FH by AR
> “Not in the same city. Not on the same earth,” said Mallory. “But you made it happen. It’s possible.... I’ll never be afraid again.”
> “Of what?”
> Mallory put the sketch down on the table, cautiously. He answered:
> “You said something yesterday about a first law. A law demanding that man seek the best.... It was funny.... The unrecognized genius—that’s an old story. Have you ever thought of a much worse one—the genius recognized too well? ... That a great many men are poor fools who can’t see the best—that’s nothing. One can’t get angry at that. But do you understand about the men who see it and don’t want it?”
> “No.”
> “No. You wouldn’t. I spent all night thinking about you. I didn’t sleep at all. Do you know what your secret is? It’s your terrible innocence.”
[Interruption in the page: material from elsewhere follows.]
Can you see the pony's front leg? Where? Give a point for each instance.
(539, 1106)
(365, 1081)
> Roark laughed aloud, looking at the boyish face.
> “No,” said Mallory, “it’s not funny. I know what I’m talking about—and you don’t. You can’t know. It’s because of that absolute health of yours. You’re so healthy that you can’t conceive of disease. You know of it. But you don’t really believe it. I do. I’m wiser than you are about some things, because I’m weaker. I understand—the other side. That’s what did it to me ... what you saw yesterday.”
> “That’s over.”
> “Probably. But not quite. I’m not afraid any more. But I know that the terror exists. I know the kind of terror it is. You can’t conceive of that kind. Listen, what’s the most horrible experience you can imagine? To me—it’s being left, unarmed, in a sealed cell with a drooling beast of prey or a maniac who’s had some disease that’s eaten his brain out. You’d have nothing then but your voice—your voice and your thought. You’d scream to that creature why it should not touch you, you’d have the most eloquent words, the unanswerable words, you’d become the vessel of the absolute truth. And you’d see living eyes watching you and you’d know that the thing can’t hear you, that it can’t be reached, not reached, not in any way, yet it’s breathing and moving there before you with a purpose of its own. That’s horror. Well, that’s what’s hanging over the world, prowling somewhere through mankind, that same thing, something closed, mindless, utterly wanton, but something with an aim and a cunning of its own. I don’t think I’m a coward, but I’m afraid of it. And that’s all I know—only that it exists. I don’t know its purpose, I don’t know its nature.”
I still have trouble conceiving of irrationality and evil. I don't quite get it. It always seems a little unreal. How can people really want to ruin their minds, lie to themselves, live badly ineffectively immorally, refuse to improve, be cruel, and so on? What for? Why? It makes no sense. I always sort of expect, at any moment, people to realize their mistake and live like decent human beings. Time after time they don't, but I don't understand it.
I know things about it. I know psycho-epistemological explanations. I know about the anti-capitalistic mentality, the strain of individual responsibility, Szasz's writings, etc
AR says a lot comes down to one choice: to think or not to think. Why wouldn't you think? It makes no sense.
A drooling beast cannot be reached, but a man can. Can't he? Why not? What's to stop progress, learning, improvement? Don't I just need to explain better ideas than his bad ones, and that should be that? It's in his self-interest, and mine. There's mutual benefit available, and people reject that for mutual loss. It's so hard to understand it.